Apache Age

The graph database extension that turns PostgreSQL into a multi-model powerhouse

16 min read

#databases, #postgres

Prelude

I have been on a graph database journey for a while now. It started with Memgraph (which I covered in a previous article), moved through Neo4j comparisons, and eventually led me to Apache AGE. Why? Because I was already running PostgreSQL and I needed to traverse a 13+ million node distributor tree without adding another database to manage. AGE lets me write Cypher queries alongside my existing SQL - same database, same backups, same connection string. I installed it from source on Amazon Linux with PG 17, loaded my real production data, and put it through its paces. This article is what I learned along the way.

Apache AGE

If you are running PostgreSQL and your data has relationships that go deeper than a simple JOIN can handle - hierarchies, social networks, dependency graphs - you have probably felt the pain of recursive CTEs. They work, but they get ugly fast and slower even faster.

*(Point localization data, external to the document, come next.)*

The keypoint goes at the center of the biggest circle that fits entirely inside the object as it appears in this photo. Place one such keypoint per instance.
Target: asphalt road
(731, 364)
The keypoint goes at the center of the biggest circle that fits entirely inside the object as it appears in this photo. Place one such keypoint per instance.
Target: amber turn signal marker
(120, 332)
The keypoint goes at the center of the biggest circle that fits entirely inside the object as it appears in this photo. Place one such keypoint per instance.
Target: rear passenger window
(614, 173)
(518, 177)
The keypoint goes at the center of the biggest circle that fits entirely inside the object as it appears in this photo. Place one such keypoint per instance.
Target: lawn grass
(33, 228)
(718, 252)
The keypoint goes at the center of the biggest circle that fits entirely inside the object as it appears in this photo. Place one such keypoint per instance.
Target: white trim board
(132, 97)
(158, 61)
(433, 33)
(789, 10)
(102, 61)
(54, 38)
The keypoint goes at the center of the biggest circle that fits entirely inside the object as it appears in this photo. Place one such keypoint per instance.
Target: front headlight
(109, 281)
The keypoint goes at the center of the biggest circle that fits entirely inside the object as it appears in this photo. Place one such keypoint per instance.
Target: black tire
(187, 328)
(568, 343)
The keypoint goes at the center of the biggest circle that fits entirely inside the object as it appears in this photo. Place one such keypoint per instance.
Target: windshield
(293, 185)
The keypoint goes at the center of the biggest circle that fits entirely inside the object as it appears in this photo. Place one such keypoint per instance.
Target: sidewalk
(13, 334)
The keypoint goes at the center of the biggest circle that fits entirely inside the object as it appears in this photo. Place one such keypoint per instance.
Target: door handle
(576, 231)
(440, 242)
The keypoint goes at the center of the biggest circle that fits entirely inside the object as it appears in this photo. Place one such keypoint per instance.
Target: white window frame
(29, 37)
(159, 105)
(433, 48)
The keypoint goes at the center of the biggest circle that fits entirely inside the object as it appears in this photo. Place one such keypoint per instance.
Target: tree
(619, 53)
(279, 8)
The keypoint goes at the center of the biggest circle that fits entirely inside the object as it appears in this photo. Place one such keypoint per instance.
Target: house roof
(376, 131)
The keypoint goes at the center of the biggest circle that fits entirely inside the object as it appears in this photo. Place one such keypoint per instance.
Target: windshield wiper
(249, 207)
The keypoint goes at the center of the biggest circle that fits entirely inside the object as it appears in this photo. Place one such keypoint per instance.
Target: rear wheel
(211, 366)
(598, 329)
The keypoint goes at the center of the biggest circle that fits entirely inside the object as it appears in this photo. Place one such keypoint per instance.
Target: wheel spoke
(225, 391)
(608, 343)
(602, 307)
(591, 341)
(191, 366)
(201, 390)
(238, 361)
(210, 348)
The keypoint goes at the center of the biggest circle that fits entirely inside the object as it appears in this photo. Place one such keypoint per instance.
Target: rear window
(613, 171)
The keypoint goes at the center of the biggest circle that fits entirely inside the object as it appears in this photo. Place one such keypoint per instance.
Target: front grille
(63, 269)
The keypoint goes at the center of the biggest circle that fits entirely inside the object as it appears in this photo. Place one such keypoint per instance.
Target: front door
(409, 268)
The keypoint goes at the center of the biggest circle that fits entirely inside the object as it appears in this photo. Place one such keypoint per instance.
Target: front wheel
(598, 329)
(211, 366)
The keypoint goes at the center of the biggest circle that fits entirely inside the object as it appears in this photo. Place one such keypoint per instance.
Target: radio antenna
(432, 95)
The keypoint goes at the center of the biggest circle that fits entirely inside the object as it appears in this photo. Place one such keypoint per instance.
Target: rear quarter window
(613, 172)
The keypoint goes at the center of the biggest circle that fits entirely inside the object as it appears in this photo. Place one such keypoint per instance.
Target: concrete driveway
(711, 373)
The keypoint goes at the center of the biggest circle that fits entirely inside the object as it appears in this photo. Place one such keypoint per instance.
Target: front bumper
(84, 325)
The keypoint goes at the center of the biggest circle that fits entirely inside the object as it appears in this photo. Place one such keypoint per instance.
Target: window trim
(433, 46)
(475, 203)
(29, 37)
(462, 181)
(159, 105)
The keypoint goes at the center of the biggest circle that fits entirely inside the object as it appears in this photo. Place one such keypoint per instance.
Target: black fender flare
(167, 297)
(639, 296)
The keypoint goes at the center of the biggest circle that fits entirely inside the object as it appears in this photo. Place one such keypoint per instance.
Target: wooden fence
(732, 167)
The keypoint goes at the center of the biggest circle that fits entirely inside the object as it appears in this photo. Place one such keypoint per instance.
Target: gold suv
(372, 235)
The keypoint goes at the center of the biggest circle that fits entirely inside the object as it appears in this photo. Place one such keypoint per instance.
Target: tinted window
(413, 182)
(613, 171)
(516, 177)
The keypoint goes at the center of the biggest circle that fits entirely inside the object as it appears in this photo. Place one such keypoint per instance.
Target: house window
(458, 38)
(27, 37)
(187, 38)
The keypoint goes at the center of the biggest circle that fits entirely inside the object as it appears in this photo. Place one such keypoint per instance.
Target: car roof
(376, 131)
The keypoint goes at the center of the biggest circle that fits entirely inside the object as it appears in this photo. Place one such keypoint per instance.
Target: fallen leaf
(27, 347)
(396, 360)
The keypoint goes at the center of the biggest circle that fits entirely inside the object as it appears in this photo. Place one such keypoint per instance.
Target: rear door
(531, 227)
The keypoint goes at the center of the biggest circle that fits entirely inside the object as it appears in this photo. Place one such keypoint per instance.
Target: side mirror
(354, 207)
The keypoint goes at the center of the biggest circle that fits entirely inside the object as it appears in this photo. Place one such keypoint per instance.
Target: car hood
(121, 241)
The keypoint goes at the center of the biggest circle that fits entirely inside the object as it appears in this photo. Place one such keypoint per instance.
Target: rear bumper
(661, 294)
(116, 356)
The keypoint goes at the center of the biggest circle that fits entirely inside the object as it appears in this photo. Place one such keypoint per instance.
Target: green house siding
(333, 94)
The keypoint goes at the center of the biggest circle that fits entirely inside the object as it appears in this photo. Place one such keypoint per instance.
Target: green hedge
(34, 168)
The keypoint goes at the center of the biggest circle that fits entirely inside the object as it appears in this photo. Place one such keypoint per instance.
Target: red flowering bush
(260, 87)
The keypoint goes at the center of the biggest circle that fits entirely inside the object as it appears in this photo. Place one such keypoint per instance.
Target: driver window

Apache AGE (A Graph Extension) solves this by bolting a full graph database engine directly onto PostgreSQL. You get openCypher query support (the same language Neo4j and MemGraph uses), graph storage, and the ability to JOIN graph results with your regular relational tables - all inside a single database. No data migration. No second database to manage. No sync headaches.

Think of it this way: plain PostgreSQL answering "who are all of Jane's descendants?" is like searching an alphabetical phone book over and over. AGE is like having the family tree on the wall and tracing the branches with your finger.

A Brief History

Apache AGE was born out of AgensGraph, a multi-model database that Bitnine Global built as a fork of PostgreSQL 10. Led by developer Junseok Yang, the team realized that while a full fork was powerful, most PostgreSQL users wanted graph capabilities without abandoning their existing database.

Key milestones:

2019 - Development begins at Bitnine Global as a PostgreSQL extension inspired by AgensGraph
2020 - Donated to the Apache Software Foundation; enters the Apache Incubator in April
2022 - Graduates as an Apache Top-Level Project in May; releases v1.0.0; first formal graph database project in the ASF
2024 - Support expands across PostgreSQL 11 through 17; LangChain integration proposed for RAG pipelines
2025 - PostgreSQL 18 support added; Azure Database for PostgreSQL includes AGE as a managed extension.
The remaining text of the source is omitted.